Saturday, June 16, 2012

Mary Hill State Park and Museum

We have another primo camping spot right on the water: At Mary Hill State Park near Goldendale, WA, on the Columbia River.  
The first place we visited was nearby Mary Hill Museum, built by Samuel Hill, an attorney, Quaker, visionary, promoter of roads, and president of the Seattle Gas and Electric Company.  Born in North Carolina in 1857 and Harvard educated, Hill’s dream was to build a Quaker farming community along the Columbia River. His plan included a hilltop mansion home; however, Hill never finished the house, nor did his utopian society materialize.   
Hill was convinced by a friend -- avant garde dancer Loie Fuller -- to turn his unfinished home into an art museum.  Fuller (we saw a film of her dancing/swirling in voluminous fabric) helped Hill obtain an impressive collection, including 80 Rodins.  The museum also contains paintings, photographs and furniture belonging to another of Hill’s friends,  Queen Marie of Romania, a granddaughter of Britain's Queen Victoria.  And much more.
Hill died in 1931 before the museum was opened but another friend, sugar magnate Alma de Bretteville Spreckels, continued his dream.  The museum was opened to the public on Sam Hill’s birthday on May 13, 1940.   For more about Sam Hill, and this lovely and eclectic museum, click here. 
Jim hooking up the water to our rig at our great 
campsite on the Columbia River Gorge.  It got very 
windy that night and the river had white caps.

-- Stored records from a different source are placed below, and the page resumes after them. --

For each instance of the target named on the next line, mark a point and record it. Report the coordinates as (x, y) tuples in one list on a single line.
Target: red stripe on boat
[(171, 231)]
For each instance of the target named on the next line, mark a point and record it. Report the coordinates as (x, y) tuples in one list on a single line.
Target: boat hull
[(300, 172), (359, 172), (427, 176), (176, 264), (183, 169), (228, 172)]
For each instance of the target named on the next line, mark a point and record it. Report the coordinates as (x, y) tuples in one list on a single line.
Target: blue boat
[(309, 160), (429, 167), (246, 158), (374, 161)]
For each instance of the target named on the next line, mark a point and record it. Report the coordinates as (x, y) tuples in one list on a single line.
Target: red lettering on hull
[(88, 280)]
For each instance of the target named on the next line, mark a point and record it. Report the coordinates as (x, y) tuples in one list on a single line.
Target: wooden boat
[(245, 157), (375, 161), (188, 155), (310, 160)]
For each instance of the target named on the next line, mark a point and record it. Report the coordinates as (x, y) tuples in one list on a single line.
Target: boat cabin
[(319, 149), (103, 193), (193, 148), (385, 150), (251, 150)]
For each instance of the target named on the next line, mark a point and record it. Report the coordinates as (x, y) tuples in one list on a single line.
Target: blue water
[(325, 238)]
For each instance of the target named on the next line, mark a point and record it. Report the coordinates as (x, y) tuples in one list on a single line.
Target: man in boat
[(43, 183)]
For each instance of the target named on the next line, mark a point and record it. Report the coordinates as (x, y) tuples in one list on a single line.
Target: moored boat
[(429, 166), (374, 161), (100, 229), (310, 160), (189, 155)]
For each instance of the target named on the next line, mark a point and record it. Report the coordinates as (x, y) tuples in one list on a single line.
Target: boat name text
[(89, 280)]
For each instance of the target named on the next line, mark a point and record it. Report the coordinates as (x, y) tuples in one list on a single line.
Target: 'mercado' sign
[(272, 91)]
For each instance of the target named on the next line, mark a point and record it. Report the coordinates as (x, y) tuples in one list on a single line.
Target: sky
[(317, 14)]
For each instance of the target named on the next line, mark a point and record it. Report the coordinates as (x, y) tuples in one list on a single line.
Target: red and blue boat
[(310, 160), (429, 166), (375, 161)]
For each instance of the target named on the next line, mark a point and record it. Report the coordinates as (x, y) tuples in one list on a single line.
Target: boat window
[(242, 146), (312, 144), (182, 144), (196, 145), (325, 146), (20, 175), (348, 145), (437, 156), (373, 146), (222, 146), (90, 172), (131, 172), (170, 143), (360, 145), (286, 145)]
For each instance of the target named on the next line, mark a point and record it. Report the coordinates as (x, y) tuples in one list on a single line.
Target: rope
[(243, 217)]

If you walk to the water at our campsite, this is 
the view:  The bridge to Oregon with 
Mt. Hood at the right.

The Mary Hill Museum-- named after builder 
Samuel Hill’s daughter -- was originally intended 
as a home for Hill and his family.  But Hill's wife, a 
Minneapolis native, did not like the west and moved 
back to Minnesota with their two children after only 
six months.

Jim and the Queen of Romania, who donated many 
of her own belonging to the Mary Hill Museum.  
She also dedicated the museum in 1926; 
the ceremony was attended by over 2000 people.

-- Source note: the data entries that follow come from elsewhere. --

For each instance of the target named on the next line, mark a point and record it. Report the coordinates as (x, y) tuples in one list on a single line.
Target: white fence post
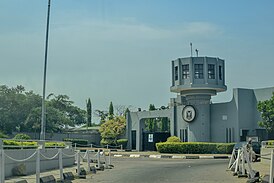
[(2, 161), (78, 163), (271, 167), (98, 159), (61, 164), (37, 165), (88, 160), (109, 157)]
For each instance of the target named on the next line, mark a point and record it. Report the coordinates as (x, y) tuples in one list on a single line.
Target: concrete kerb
[(166, 156)]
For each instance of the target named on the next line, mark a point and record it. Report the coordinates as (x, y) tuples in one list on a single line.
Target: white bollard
[(109, 158), (98, 159), (88, 160), (232, 159), (243, 160), (2, 161), (271, 168), (61, 164), (78, 163), (37, 165), (238, 160)]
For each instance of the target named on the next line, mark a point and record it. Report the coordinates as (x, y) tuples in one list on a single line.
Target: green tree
[(89, 110), (112, 129), (151, 122), (110, 111), (126, 112), (102, 115), (267, 113)]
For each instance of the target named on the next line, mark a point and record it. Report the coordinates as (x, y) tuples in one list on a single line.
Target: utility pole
[(43, 118)]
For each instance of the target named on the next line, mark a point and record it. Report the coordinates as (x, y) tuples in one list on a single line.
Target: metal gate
[(151, 138)]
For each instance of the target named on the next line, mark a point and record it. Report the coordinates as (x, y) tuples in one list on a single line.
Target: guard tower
[(196, 79)]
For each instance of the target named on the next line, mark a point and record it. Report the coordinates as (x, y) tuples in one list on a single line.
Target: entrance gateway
[(193, 117)]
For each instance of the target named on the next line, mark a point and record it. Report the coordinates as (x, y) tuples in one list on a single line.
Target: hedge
[(78, 142), (195, 147), (29, 144)]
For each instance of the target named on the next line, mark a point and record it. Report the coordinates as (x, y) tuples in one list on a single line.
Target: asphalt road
[(147, 170)]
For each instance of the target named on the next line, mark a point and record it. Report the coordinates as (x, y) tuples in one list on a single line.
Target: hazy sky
[(121, 50)]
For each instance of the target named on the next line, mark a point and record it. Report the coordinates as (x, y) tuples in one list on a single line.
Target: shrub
[(21, 136), (173, 139), (20, 144), (55, 144), (78, 142), (122, 142), (2, 135), (195, 147), (104, 142)]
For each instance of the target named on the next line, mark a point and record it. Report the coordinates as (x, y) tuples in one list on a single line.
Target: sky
[(121, 51)]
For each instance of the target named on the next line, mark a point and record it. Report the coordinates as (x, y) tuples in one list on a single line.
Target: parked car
[(256, 147)]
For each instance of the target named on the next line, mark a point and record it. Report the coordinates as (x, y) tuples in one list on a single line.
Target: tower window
[(211, 71), (198, 71), (220, 72), (176, 73), (185, 69)]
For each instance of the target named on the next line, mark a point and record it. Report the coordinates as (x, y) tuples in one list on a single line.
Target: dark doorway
[(151, 138), (133, 139)]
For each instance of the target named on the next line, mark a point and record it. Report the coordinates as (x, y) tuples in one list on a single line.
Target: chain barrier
[(96, 146), (21, 160), (38, 161), (240, 163), (69, 156), (99, 165), (54, 156)]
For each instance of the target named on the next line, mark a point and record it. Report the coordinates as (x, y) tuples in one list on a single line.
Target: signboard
[(150, 137)]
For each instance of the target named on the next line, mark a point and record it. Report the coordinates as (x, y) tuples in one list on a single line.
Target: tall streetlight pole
[(43, 122)]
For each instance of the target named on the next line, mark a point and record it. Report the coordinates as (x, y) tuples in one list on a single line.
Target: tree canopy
[(112, 129), (267, 113), (20, 111)]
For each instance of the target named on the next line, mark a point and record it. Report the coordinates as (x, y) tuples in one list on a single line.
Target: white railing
[(38, 154), (40, 144), (120, 147)]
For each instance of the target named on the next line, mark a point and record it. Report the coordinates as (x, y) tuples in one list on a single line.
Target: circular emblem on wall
[(189, 113)]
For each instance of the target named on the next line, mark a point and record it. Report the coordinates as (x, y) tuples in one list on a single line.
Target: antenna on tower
[(191, 50), (197, 52)]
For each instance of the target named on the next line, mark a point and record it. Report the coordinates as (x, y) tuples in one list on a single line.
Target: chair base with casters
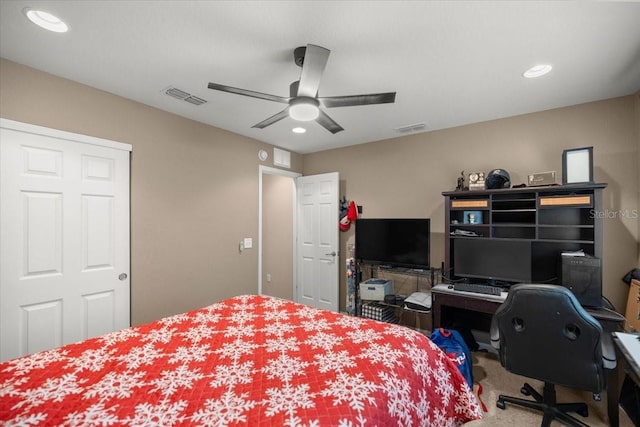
[(536, 316), (547, 403)]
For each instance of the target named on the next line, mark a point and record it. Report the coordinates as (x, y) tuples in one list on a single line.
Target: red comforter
[(250, 361)]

The Rodin Room of the Mary Hill Museum, 
with Jim near the back.
One of the sculptures on the museum grounds.  
As you walk past it, the image changes.
Jim looking at “Stonehenge,” another Sam Hill creation
just a few miles from the Mary Hill Museum.  Hill built 
it to memorialized local people killed in World War I 
(at the time it was thought England's Stonehenge was 
place where human sacrifices were made).  
Fallen soldiers' names are engraved on plaques 
placed on the large stones.  Hill’s grave is also nearby.